Jens Rüggeberg glaubt nicht, dass die Flüwo mit ihrem Vorhaben durchkommt, ihre drei ältesten Wohnhäuser am Stammsitz in Stuttgart-Degerloch abzureißen. "Die Häuser sind nicht marode", sagt der Rechtsberater des Stuttgarter Mietervereins, "das ist auf den ersten Blick zu erkennen." Die Wohnungsbaugenossenschaft will die Häuser bis 2022 entmieten, um die 76 bestehenden Wohnungen durch 90 neue zu ersetzen. Das einzige, was getan werden müsse, bemerkt der Anwalt, sei die Eternitplatten an den Fassaden zu entfernen und eine Wärmedämmung anzubringen. Das habe die städtische Wohnbaugesellschaft SWSG in einem anderen Fall erledigt, ohne dass die Mieter ihre Wohnungen verlassen mussten.

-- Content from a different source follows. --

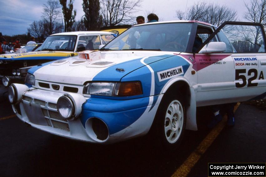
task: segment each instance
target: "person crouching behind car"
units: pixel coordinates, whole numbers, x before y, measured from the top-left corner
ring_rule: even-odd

"Wir versprechen nichts", sagt Rüggeberg. Doch der Fall liegt ziemlich klar: Das deutsche Mietrecht kennt nur drei Gründe, warum ein Vermieter kündigen kann: Erstens wenn "der Mieter seine vertraglichen Pflichten schuldhaft nicht unerheblich verletzt hat"; zweitens bei Eigenbedarf; und drittens, wenn "der Vermieter durch die Fortsetzung des Mietverhältnisses an einer angemessenen wirtschaftlichen Verwertung des Grundstücks gehindert und dadurch erhebliche Nachteile erleiden würde".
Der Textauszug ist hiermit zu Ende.